Where you build a home does not necessarily correlate to where that home should be. It can happen quite by chance. Drop a brick here. Like getting your head stuck in a gate. Two people playing with a finger trap. Breaking into a waterpark is sometimes a mistake. Migrate, migrate. We gatecrash other people’s gardens and hope to be asked to stay. Our T-shirts wet from so much falling in the lake. We follow the smell of burning food that leads to the party. A long table with a patterned cloth. Plastic cups. Fizzy water. Vodka round a grave. Arms guide our shoulders. I am so tall here. We let people take us anywhere. I only want to be inside the homes of others. In limestone caves. Whatever you have. The stick that accumulates the calcium. Proof of travel. All my friends line up and I show them off one by one; one aspect of this life boasting to the other. All I have gathered. Stay with me now. Stay close. I’ll lie at the bottom and you all climb on. A blanket of meat. Kindness. My pack animals. Grass edging limbs, a streak of green. Flipflop straps. Anything. One finger circles another finger. A barn dance. Two rows of people waiting to belong. Five spoons are tied with an elastic band. Birds in flight. Up the cliff and beyond. A body, a parachute. All that air. Spinning jenny, sycamore tree. A kite. My coat above my head in wind. Puffins. Rain on a tent. Smother me.

 

 

 

School of Dance

I sit on the floor on a spot two metres from another spot and that spot from another spot so on and so forth all along the corridor. She’s enjoying it, beyond the door.

Dancers Only, the sign says, and I told her that she, at four, was a dancer, and that I (how to explain a nightclub, a soft pink morning on a bell-curve field somewhere?) was not. In she went: trial class.

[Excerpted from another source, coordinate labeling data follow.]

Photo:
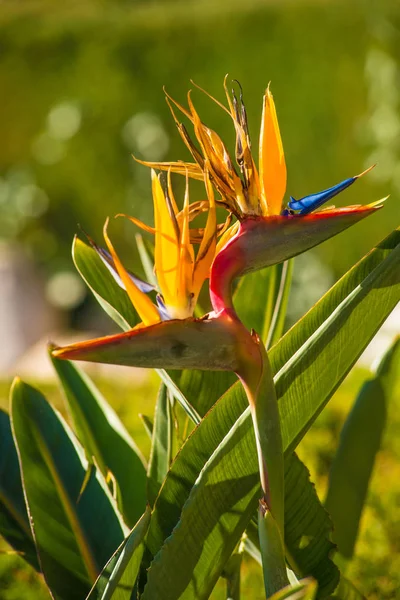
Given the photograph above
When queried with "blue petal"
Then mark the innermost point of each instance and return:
(162, 309)
(109, 263)
(313, 201)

Face-shield assistant manager talks to me about the show she could be in, the costumes they might try on, the country I am not living in. I haven’t told her that my daughter won’t be staying, that I’m leading them all on. That this tryout month cannot be any more than that. She’s doing really well, she says, she seems to really be enjoying it. Am I far enough away? she asks.

 

 

 

Hunter

the yellow flyswatter is extendable / I elongate it absentmindedly / poised / the child wanted yellow / she’s all over yellow lately / the nonslip handle has little grooves for each of my fingers / a slender stem / delicate

thing / I was surprised to get it first time / grey green / my herringbone curtain / self-possessed / always hate to see a thing in pain / that desperate speed / upturned / a wind-up toy fallen from the surface / as consciousness

tries to detach from the body / my baby crawls to the flyswatter / puts it in his mouth

 

 

 

 

Lydia Unsworth’s latest collections are Some Murmur (Beir Bua Press) and Mortar (Osmosis). Her most recent pamphlets are YIELD (KFS) and cement, terraces (Red Ceilings). Work can be found in places like Ambit, Banshee, Bath Magg, Blackbox Manifold, Shearsman, Tentacular, and The Interpreter’s House. A new pamphlet, Residue, appeared in Feb 2022 from above/ground press.